Listes d'attente en chirurgie : l'opposition demande au ministre Bolduc de s'expliquer

Le ministre québécois de la Santé, Yves Bolduc Le ministre québécois de la Santé, Yves Bolduc

L'opposition officielle à Québec a tenté de savoir, en vain, depuis quand le ministre de la Santé Yves Bolduc était au courant, comme il l'a affirmé, que certains médecins gardaient une liste d'attente artificiellement élevée dans le secteur public et incitaient leurs patients à aller se faire soigner dans leur clinique privée.

« Depuis quand le gouvernement est-il au courant que de telles pratiques auraient court dans le système public? », a demandé la chef péquiste Pauline Marois pendant la période de questions mardi.

Le ministre de la Santé s'est levé pour rappeler ce qu'il avait déjà dit en entrevue au quotidien La Presse , il y a deux semaines.

« Il y a quelques chirurgiens au Québec qui ont une très longue liste d'attente. Un des phénomènes à Montréal est que des médecins demandent à leurs patients : "Écoute, si tu veux être opéré dans le public, j'ai une liste d'attente de deux ans, mais si tu veux être opéré dans ma clinique dans le privé, je t'opérerai d'ici deux semaines". Il y a plusieurs raisons pour les listes d'attente, mais une de raisons est que les listes ne sont pas si longues que ça, donc c'est une opinion du médecin », a-t-il dit.

« Depuis quand le premier ministre est-il au courant qu'un tel comportement existe chez les spécialistes qui en profitent pour faire de l'argent sur le dos des malades? », a insisté la chef péquiste.

C'est encore une fois le ministre de la Santé qui lui a répondu, demandant à l'opposition de collaborer pour tenter de trouver des solutions au problème.

« On déplore la situation. Nous allons tenter de trouver des solutions avec le Collège des médecins, avec la Fédération des médecins spécialistes et les associations médicales, pour être plus transparents, offrir un meilleur service dans le public et avoir une équité dans l'accès aux services », a-t-il dit.

Amir Khadir invite le ministre Bolduc à reconnaître ses erreurs

De son côté, le député de Québec solidaire, Amir Khadir, a réagi aux allégations selon lesquelles certains chirurgiens recommandent à leurs patients de se faire opérer dans des cliniques privées en demandant au ministre de la Santé de reconnaître ses erreurs et de poser des gestes pour redresser la situation.
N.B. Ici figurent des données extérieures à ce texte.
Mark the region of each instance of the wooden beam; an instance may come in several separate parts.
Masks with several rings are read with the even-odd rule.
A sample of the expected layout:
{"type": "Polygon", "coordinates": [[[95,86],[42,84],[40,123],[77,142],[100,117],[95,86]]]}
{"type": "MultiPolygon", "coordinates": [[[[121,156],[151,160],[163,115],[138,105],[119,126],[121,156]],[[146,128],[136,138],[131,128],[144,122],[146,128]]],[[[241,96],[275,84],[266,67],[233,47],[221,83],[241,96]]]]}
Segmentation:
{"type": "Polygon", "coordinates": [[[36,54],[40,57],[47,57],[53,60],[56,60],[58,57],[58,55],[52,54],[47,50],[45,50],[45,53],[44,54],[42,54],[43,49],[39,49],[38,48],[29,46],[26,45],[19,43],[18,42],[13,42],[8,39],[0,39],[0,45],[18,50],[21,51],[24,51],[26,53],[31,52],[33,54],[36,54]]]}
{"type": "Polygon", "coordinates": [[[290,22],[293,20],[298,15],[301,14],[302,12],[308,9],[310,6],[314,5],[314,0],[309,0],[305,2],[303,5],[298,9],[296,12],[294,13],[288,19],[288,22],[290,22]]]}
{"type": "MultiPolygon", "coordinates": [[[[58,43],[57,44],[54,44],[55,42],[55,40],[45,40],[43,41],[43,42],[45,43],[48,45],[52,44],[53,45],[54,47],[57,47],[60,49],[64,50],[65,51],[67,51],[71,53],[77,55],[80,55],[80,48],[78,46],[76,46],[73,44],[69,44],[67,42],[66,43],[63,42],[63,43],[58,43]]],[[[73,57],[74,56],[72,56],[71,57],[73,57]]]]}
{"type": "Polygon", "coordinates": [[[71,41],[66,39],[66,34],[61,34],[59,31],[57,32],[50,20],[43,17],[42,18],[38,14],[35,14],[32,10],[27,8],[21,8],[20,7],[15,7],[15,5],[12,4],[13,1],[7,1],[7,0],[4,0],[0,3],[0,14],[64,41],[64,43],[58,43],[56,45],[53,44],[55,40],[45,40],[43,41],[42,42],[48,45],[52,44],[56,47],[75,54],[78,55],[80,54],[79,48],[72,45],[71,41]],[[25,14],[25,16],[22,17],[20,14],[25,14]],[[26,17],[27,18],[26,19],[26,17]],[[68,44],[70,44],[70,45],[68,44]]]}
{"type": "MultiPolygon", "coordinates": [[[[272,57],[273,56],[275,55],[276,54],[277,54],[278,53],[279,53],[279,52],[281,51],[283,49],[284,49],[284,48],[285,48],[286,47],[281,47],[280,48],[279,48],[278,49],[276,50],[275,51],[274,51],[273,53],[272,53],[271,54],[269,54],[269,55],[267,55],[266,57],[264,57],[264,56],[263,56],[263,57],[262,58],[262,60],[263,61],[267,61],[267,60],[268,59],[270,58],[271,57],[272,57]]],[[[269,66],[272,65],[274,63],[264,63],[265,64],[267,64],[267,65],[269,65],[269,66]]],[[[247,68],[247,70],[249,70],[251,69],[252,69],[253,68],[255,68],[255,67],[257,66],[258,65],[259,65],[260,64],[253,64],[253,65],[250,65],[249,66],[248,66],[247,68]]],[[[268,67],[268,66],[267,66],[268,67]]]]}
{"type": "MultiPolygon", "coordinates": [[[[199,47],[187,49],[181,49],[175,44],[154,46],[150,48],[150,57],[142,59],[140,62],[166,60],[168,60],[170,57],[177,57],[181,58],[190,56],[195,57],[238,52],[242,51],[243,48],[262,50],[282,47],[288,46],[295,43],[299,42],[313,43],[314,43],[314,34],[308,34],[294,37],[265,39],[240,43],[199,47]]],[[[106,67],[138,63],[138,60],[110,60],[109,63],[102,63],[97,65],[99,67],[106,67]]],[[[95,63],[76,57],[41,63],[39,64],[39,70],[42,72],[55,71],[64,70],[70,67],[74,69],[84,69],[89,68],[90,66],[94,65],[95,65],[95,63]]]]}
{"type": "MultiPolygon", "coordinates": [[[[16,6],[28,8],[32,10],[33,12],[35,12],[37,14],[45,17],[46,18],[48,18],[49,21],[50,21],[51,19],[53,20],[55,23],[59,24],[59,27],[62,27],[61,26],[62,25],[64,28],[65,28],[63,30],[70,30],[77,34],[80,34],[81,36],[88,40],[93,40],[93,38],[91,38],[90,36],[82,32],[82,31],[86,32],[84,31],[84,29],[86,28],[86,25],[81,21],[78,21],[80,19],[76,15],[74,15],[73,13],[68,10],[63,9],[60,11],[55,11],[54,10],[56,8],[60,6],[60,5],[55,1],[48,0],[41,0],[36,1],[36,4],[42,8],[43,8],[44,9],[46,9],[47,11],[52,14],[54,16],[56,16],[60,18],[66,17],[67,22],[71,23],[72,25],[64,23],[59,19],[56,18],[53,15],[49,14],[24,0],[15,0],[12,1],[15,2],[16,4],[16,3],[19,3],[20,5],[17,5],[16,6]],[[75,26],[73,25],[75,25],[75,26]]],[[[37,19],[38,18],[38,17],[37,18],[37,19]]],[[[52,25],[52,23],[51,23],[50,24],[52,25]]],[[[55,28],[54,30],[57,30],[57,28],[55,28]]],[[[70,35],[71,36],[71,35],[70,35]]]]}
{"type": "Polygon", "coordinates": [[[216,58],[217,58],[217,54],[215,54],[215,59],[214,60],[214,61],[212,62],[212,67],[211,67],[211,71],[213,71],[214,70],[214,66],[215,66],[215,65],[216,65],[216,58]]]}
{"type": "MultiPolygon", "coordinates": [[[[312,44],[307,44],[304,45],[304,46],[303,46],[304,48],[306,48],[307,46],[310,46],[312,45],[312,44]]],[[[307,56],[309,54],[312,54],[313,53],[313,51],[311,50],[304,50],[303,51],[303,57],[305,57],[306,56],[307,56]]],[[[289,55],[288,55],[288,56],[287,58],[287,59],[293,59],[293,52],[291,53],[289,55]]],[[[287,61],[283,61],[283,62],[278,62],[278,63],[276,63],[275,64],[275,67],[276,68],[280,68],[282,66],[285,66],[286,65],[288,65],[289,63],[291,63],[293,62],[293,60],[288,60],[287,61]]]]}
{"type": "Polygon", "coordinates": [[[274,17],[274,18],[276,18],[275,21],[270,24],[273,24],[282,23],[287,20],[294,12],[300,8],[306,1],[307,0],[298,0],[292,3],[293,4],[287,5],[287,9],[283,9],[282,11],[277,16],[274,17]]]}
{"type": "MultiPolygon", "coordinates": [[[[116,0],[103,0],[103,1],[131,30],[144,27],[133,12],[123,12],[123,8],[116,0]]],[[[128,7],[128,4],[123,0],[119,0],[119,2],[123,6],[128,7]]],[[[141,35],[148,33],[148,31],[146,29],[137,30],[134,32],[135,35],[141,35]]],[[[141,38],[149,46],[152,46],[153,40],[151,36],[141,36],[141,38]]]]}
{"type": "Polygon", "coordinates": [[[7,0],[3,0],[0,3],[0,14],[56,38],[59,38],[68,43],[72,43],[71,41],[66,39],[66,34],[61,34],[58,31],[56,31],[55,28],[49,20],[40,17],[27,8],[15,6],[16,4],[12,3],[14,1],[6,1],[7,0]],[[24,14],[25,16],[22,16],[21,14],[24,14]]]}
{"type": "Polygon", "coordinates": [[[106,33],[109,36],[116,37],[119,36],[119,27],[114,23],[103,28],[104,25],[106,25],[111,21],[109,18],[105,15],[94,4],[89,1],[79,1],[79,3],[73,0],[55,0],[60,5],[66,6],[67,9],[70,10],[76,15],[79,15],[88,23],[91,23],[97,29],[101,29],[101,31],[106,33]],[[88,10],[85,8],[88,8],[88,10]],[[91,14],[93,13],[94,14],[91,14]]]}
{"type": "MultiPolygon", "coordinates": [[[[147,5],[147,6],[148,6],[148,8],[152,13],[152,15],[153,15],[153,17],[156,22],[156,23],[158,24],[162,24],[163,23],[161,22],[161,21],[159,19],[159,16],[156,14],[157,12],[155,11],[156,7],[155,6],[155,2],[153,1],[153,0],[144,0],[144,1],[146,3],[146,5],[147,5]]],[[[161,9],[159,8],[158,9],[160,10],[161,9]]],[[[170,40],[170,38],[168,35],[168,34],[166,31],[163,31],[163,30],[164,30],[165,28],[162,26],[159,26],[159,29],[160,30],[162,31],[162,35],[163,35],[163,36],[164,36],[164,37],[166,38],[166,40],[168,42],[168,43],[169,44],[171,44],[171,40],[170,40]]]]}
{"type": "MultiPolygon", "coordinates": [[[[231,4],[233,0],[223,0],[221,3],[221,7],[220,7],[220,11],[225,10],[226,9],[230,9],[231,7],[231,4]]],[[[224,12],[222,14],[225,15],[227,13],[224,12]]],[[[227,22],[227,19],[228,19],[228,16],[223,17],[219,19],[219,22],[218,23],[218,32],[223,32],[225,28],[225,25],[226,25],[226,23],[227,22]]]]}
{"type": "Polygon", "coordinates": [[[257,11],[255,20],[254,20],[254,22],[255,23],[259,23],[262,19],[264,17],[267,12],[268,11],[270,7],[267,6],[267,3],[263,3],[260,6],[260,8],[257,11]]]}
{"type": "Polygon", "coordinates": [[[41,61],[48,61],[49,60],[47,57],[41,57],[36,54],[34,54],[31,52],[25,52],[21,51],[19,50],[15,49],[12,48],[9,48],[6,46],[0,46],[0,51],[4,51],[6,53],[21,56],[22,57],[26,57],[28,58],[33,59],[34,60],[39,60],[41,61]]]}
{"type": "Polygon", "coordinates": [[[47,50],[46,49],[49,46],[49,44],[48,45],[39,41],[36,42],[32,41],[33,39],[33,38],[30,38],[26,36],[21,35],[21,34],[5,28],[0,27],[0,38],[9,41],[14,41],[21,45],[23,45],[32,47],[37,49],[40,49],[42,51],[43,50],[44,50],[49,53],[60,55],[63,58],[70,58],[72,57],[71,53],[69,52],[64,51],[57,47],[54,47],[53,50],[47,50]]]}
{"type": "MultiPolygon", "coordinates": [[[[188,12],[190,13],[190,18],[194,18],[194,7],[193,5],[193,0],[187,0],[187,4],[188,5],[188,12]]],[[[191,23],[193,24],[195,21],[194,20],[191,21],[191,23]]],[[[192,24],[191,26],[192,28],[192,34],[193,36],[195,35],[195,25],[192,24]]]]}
Selon Québec solidaire, les cas évoqués par le ministre Bolduc démontrent un effet pervers de l'introduction de la logique commerciale du privé dans la Santé.

« Il n'est pas question de mettre plus d'argent dans le système, il est question de déplacer de l'argent actuellement gaspillé qui est donné en bonbon à des multinationales pharmaceutiques qui ferment de toute façon. Il faut plutôt le consacrer à mieux rétribuer nos infirmières, en former plus, les former de manière plus spécialisée, les garder dans la salle d'opération, faire fonctionner les salles d'opération, ouvrir des lits d'hôpitaux, ouvrir des lits de soin prolongé et surtout prodiguer des soins à domicile et en première ligne », a-t-il dit à l'Assemblée nationale.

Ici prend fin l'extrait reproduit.